# New CGC



## CAROLINA MOM (May 12, 2009)

Congratulations!


----------



## MaureenM (Sep 20, 2011)

Congratulations!!! Great job Maiya


----------



## Ljilly28 (Jan 22, 2008)

Congratulations! What a great feeling.


----------



## nolefan (Nov 6, 2009)

That is awesome!!! Congratulations on some payoff for your hard work  Have you thought about what you two may tackle next? Fun to think about all the possibilities


----------



## AmberSunrise (Apr 1, 2009)

Whooeee !! Many congratulations to Maiya and you


----------



## Tayla's Mom (Apr 20, 2012)

A big Congratulations to you both.


----------



## MercyMom (Dec 19, 2011)

That's great! Congratulations!


----------



## Martin (Feb 21, 2011)

Congratulations!


----------



## lestat1978 (Oct 9, 2012)

nolefan said:


> That is awesome!!! Congratulations on some payoff for your hard work  Have you thought about what you two may tackle next? Fun to think about all the possibilities


 We're still training for SAR. She was trained to do a recall refind with a bark alert. The problem became she'll sometimes bark out of excitement, rarely bark on fringe odor, and occasionally bark when she can't pin point the source. Needless to say all the barking makes it hard to definitively distinguish her bark alert for finding the person from everything else. As a result we're adding in a down for her alert on the recall refind.

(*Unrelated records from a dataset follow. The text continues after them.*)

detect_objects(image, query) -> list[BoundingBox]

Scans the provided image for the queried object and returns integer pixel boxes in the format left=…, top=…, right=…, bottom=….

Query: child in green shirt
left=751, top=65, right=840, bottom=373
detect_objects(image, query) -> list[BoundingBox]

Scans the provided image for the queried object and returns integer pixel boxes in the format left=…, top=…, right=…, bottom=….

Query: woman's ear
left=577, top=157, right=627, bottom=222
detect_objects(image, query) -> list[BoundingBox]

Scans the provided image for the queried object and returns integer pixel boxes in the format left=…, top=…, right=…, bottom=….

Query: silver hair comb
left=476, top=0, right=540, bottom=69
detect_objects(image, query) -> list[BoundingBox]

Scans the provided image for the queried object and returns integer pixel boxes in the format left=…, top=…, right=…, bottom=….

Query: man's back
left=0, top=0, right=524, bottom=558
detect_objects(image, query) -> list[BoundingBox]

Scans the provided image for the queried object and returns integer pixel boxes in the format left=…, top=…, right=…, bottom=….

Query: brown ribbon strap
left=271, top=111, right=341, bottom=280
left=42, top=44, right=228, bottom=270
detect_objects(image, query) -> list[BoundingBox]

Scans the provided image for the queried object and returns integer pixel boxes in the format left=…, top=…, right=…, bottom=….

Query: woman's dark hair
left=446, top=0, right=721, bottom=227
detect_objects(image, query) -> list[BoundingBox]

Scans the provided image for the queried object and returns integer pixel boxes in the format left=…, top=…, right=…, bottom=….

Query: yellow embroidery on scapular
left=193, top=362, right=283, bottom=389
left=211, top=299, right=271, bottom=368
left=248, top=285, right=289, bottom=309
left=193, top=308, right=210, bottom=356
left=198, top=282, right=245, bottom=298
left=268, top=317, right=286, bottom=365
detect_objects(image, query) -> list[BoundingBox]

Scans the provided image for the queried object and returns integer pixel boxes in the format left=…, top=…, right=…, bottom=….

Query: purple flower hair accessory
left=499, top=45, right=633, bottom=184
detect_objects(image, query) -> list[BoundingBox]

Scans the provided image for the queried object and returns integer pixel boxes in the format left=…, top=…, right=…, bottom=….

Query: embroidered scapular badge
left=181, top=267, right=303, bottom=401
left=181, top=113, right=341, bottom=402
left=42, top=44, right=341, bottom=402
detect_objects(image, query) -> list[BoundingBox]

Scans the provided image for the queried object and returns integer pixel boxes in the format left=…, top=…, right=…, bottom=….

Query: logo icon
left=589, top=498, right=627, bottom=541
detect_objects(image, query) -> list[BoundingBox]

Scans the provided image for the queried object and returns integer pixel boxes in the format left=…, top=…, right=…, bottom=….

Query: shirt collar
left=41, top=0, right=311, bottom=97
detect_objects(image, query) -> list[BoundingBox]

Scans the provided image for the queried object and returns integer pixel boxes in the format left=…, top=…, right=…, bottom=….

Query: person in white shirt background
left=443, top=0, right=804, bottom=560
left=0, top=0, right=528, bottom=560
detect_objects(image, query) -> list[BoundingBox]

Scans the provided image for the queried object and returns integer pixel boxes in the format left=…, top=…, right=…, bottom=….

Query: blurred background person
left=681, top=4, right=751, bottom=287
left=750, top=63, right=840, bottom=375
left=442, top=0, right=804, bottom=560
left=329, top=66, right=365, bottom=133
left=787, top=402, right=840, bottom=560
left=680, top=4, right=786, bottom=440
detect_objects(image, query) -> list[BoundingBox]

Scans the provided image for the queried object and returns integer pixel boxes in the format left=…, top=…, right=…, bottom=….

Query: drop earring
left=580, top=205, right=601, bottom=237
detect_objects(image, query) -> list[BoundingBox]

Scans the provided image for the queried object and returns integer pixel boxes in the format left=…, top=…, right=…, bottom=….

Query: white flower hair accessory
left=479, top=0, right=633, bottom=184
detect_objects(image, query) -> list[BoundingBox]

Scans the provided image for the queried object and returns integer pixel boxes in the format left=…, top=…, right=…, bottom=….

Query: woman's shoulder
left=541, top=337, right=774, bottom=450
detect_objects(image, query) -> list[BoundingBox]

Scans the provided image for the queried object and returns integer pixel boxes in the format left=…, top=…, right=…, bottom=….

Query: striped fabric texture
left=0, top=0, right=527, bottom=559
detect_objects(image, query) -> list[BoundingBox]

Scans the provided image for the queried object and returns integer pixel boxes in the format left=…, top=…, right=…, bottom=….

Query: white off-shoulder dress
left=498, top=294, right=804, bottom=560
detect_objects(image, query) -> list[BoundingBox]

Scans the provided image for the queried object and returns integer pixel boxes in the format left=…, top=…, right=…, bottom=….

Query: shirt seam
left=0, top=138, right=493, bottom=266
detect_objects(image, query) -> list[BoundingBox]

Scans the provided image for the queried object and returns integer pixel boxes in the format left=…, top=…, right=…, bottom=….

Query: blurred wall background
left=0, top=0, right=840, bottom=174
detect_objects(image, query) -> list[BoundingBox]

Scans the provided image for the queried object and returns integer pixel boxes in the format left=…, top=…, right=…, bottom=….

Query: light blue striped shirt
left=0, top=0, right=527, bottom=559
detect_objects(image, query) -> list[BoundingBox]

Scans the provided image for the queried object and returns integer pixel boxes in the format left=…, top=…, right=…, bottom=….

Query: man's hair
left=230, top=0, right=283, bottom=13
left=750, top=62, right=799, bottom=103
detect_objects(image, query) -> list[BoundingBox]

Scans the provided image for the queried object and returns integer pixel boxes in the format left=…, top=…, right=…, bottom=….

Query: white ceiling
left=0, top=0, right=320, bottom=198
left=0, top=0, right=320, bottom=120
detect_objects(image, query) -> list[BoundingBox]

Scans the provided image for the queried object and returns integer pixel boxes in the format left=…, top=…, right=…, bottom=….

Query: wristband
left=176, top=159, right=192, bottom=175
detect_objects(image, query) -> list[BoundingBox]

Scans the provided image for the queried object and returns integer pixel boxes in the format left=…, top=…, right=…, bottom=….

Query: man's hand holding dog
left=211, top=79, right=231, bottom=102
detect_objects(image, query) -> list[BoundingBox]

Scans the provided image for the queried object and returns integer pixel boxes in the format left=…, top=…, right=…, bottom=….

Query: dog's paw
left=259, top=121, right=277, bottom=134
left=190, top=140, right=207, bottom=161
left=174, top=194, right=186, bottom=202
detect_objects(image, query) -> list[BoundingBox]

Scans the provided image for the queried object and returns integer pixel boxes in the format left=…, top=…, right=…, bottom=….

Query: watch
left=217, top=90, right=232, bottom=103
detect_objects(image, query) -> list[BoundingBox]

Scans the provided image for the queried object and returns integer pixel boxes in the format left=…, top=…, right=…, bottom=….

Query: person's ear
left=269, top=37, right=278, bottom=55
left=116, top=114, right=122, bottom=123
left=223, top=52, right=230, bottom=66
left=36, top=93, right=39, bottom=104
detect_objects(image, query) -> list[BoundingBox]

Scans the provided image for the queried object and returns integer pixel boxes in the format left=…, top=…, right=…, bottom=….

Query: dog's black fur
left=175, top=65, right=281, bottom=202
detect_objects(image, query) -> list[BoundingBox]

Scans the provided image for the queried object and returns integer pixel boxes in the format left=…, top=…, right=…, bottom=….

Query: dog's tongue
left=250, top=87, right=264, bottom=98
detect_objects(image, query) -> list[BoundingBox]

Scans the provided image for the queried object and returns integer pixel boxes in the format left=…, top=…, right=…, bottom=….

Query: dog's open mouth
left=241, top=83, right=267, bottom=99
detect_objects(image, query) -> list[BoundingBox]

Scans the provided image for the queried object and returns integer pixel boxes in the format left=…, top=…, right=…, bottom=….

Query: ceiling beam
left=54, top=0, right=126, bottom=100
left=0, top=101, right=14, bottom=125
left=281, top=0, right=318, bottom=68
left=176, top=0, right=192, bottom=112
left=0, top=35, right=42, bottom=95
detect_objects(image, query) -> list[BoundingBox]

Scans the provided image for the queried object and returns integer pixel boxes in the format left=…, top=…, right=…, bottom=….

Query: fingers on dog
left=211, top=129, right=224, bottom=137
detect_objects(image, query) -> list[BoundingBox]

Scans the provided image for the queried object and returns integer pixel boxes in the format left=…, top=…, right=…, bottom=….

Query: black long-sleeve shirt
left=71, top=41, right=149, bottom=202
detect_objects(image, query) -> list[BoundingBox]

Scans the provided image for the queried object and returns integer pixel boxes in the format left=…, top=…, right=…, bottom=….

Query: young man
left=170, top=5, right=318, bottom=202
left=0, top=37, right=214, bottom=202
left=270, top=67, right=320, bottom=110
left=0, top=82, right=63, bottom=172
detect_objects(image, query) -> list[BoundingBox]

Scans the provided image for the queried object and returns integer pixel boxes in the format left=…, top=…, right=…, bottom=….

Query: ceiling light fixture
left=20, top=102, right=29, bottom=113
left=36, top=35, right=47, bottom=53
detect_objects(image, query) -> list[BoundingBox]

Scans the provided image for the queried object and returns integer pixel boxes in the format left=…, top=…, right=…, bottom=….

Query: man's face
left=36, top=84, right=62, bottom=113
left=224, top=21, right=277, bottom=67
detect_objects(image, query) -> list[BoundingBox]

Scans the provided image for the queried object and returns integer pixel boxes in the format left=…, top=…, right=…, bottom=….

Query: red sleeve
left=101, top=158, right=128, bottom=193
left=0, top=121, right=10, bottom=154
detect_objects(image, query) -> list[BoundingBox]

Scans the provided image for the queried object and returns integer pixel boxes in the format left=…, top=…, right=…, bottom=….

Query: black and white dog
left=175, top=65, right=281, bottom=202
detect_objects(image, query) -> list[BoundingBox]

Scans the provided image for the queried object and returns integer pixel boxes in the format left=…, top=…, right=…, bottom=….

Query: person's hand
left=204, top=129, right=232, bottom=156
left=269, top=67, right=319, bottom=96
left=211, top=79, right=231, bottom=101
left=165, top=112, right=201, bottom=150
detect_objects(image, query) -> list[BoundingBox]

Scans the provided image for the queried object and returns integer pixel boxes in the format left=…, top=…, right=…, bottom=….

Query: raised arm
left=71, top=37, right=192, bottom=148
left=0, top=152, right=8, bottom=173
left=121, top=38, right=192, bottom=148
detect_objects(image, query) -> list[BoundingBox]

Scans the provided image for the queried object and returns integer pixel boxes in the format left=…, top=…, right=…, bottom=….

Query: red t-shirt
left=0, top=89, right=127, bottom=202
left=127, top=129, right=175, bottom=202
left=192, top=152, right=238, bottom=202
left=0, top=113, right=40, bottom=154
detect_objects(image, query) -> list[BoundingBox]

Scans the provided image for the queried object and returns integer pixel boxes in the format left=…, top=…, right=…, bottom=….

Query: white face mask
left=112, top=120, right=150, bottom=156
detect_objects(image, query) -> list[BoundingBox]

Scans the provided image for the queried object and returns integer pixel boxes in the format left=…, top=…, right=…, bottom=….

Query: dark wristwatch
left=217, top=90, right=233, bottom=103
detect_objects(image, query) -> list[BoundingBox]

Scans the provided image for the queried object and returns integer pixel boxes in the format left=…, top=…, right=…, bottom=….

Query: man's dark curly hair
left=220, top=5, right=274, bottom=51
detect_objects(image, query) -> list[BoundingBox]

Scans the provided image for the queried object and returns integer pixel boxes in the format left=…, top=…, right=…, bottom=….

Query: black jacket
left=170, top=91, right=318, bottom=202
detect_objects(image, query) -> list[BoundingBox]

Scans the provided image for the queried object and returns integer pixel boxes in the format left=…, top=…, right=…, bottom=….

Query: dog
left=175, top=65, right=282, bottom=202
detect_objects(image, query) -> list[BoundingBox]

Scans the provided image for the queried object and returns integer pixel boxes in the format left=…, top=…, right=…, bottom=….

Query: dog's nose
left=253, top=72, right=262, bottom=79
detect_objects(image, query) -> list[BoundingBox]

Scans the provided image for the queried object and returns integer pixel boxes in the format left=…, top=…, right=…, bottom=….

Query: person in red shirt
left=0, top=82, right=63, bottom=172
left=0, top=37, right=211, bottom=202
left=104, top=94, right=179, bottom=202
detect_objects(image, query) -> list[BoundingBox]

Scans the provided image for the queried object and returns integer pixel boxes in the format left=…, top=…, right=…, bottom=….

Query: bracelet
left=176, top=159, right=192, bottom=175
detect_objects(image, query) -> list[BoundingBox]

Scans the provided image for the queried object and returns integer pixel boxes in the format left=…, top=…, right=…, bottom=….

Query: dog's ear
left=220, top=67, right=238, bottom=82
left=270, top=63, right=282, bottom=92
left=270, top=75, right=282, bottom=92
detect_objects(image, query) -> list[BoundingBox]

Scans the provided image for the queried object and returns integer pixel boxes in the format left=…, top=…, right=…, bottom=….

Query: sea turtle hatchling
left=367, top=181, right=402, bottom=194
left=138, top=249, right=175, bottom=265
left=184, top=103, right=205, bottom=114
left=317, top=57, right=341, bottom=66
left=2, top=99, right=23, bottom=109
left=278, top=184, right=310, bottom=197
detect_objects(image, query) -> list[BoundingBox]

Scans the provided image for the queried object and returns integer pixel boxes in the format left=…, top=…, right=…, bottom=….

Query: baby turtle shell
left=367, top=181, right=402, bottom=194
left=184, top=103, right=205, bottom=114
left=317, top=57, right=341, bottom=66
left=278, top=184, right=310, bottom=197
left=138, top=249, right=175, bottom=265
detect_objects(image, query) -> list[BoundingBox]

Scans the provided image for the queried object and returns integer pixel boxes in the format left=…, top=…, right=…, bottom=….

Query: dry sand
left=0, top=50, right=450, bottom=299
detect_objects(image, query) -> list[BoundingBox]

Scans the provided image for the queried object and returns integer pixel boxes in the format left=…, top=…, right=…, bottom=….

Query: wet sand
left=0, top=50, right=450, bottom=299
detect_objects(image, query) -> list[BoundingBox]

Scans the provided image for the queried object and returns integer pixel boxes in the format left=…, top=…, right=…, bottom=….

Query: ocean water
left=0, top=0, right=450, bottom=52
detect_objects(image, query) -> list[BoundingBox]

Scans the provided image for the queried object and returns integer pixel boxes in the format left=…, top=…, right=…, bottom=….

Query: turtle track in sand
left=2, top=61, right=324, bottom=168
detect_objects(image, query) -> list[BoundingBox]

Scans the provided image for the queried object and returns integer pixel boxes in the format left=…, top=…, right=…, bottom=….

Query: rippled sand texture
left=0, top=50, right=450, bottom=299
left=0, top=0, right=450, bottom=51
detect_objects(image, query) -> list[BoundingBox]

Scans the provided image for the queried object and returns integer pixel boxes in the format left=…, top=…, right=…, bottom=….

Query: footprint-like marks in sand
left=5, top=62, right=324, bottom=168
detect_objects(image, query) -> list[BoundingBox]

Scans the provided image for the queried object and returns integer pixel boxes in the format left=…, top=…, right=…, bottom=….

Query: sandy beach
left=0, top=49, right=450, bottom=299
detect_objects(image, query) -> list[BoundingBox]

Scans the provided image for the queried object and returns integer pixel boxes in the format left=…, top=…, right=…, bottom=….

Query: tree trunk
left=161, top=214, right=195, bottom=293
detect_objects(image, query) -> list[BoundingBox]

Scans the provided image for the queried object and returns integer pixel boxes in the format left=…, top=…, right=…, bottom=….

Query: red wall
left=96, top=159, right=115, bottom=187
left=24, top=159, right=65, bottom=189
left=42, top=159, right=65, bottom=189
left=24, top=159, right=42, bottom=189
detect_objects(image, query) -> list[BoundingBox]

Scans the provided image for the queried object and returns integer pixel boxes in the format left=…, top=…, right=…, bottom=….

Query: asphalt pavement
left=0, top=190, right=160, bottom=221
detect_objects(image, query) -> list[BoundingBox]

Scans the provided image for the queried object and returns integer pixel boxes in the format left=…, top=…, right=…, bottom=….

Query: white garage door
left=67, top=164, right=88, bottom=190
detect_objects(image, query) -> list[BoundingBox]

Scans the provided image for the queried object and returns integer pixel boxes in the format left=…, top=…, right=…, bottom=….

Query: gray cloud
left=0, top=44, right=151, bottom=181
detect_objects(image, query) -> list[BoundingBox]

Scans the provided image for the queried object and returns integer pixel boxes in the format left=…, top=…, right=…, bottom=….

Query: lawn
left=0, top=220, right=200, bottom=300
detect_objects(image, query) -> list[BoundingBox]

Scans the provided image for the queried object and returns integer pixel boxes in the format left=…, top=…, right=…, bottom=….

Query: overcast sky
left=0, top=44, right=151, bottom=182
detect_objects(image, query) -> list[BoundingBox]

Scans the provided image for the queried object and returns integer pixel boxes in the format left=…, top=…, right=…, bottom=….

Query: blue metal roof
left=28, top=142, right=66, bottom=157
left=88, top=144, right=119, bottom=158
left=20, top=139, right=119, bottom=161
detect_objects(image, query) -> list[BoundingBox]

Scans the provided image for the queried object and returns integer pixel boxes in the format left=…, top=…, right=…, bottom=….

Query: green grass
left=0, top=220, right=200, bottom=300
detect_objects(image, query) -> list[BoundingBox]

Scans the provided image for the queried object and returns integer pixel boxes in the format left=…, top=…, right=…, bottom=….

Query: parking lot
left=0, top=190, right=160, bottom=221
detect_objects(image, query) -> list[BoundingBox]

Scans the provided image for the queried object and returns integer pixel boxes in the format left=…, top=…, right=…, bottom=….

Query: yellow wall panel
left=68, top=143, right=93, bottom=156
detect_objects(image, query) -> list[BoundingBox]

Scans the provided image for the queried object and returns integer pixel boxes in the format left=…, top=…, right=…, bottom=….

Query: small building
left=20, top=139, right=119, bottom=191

It's new, so she's still not offering on her own yet.

We also need to work on her obedience for SAR. She has no concept of a down on recall.

Because there really aren't a lot of training options where I live based on time and cost considerations, I think I'll be signing both of my dogs up for an intro. to rally course this winter at a nearby kennel club.


----------



## USAFWife74 (Jan 13, 2013)

Congratulations!!!! <3


----------



## inge (Sep 20, 2009)

Congratulations !


----------



## retrieverbear (Jan 19, 2014)

Congratulations!!!


----------